In my previous post, Controlling image content with FC layers, I described how I had modified neural-style to optimize content based on the classifications obtained from the top-most, fully connected layers (which neural-style does not use). I had found that the modified program produced visually quite interesting results, but I was not fully sure whether this was due to the use of FC layers or merely from the use of one and same image for both content and style.
I have since then confirmed that the modified program, which I have given the name Neural Mirage, actually optimized contents according to classifications while the details are obtained through the style of the original photo. The result is a totally new image, in which the spatial arrangement of the original is totally absent. The image has been deconstructed and then reconstructed, sometimes looking like a map, sometimes like a puzzle in which the pieces have been reordered, even repainted from different perspectives, while they still appear to fit together seamlessly. Like in the view from Munich below.
Or in the view of the Helsinki harbor seen from the sea:
Up to this point, I had used the original VGG16 net in these tests, modified as described in the previous post.
I then wanted to monitor what classes the program is seeing in the target image, and how it manages to work towards the correct classes. I was able to see that the content losses from FC8-layer were diminishing properly, but I also wanted to see which specific classes were seen present in the target image as well as in each of the intermediate results.

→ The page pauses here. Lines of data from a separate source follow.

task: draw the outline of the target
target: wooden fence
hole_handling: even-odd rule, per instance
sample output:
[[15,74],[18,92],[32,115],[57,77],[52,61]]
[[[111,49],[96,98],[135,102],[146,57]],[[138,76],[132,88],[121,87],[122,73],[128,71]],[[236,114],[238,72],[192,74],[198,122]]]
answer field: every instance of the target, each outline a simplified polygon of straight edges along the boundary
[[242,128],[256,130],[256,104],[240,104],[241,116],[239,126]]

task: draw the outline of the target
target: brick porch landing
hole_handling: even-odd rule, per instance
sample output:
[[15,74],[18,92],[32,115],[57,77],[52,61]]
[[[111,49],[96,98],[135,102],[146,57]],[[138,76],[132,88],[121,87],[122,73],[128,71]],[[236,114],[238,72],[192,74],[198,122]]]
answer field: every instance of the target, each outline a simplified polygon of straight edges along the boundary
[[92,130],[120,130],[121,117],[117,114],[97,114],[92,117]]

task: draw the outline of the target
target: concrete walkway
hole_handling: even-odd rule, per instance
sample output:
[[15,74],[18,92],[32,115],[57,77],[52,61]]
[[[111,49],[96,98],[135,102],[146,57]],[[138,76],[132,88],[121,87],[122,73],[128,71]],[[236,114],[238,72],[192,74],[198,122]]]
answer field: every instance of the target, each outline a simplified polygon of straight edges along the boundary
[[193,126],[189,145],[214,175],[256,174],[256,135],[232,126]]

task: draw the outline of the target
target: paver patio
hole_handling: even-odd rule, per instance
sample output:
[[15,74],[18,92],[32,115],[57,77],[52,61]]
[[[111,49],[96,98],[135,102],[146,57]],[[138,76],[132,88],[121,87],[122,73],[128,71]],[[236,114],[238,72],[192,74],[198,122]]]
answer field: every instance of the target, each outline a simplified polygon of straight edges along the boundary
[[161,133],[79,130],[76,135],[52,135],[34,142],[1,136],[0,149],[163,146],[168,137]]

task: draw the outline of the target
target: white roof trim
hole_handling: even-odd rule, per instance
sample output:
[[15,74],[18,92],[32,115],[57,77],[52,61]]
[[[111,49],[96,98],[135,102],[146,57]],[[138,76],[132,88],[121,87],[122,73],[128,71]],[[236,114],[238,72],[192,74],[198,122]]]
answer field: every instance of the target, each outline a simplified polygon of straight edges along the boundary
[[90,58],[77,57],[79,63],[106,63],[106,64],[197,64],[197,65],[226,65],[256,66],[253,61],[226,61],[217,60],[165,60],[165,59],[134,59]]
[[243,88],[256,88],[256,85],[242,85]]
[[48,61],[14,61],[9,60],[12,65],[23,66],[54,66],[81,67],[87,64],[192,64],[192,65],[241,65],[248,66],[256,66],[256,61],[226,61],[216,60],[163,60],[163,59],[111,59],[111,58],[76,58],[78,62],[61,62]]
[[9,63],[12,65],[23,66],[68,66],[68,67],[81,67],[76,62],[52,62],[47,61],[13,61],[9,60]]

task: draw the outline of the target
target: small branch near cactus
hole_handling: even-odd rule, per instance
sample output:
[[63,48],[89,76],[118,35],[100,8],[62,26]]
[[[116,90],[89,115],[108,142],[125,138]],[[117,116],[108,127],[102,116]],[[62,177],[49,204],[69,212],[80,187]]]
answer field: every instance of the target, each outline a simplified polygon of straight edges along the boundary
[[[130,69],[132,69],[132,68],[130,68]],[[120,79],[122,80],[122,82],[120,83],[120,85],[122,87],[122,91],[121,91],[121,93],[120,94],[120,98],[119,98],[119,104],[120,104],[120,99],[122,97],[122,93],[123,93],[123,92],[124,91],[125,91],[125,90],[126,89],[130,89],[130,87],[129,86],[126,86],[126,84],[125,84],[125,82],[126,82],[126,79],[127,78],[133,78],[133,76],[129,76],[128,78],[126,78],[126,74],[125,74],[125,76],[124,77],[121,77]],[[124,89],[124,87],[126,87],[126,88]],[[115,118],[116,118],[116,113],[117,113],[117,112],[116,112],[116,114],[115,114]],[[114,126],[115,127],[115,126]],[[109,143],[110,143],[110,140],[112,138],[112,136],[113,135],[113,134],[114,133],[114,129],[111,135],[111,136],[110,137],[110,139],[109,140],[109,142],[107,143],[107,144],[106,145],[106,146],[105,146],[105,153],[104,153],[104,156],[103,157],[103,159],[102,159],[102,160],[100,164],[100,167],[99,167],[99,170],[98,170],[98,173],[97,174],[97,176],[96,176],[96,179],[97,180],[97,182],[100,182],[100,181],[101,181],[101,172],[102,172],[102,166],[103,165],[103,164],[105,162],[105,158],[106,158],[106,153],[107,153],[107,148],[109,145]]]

Making sure that there was a Softmax layer on top of the upmost FC layer, I got an array of probabilities for each of the 1000 classes in VGG16. I did not have a list of names for the classes, though, and my attempt to reconstruct one produced such improbable results that I had find something else. At this point I found a VGG16 trained for places in http://places.csail.mit.edu/downloadCNN.html together with a list of 205 classes like “alley”, “river”, “desert sand”. My Mirage could now display, at the beginning, which features it is seeing in the content image, like for the Helsinki harbor:
----------- seeing the features -------------- 0.4539 /b/basilica 21 0.0939 /c/cathedral/outdoor 61 0.0704 /c/church/outdoor 62 0.0832 /h/harbor 90 0.0673 /p/palace 133
The first iterations, starting with an image of random noise, usually see not much else than desert sand:
Iteration 10 / 1000 Content 1 loss: 10157.208443 Style 1 loss: 29152.839661 Style 2 loss: 7147411.132812 Style 3 loss: 10749539.062500 Style 4 loss: 164257.827759 Style 5 loss: 438.794106 Total loss: 18100956.865281 0.3538 /d/desert/sand 68 0.0625 /m/marsh 116
Usually the content classes emerge quite early, and from there the optimization mainly continues to refine the style. Sometimes the optimization fails to find the correct classes, and if this persists for an image, then it usually helps to increase the content weight.
Iteration 70 / 1000 Content 1 loss: 495.897047 Style 1 loss: 27438.602448 Style 2 loss: 233755.386353 Style 3 loss: 186934.814453 Style 4 loss: 14508.877754 Style 5 loss: 177.618906 Total loss: 463311.196961 0.4232 /b/basilica 21 0.0789 /c/cathedral/outdoor 61 0.0668 /c/church/outdoor 62 0.1070 /h/harbor 90 0.0911 /p/palace 133
The VGG Places net is fun to work with, now that one can monitor what it is really seeing in the images. Otherwise, it might be that the images it produces are a little less detailed than those in which the default VGG19 was used. But not enough tests have been conducted to be sure.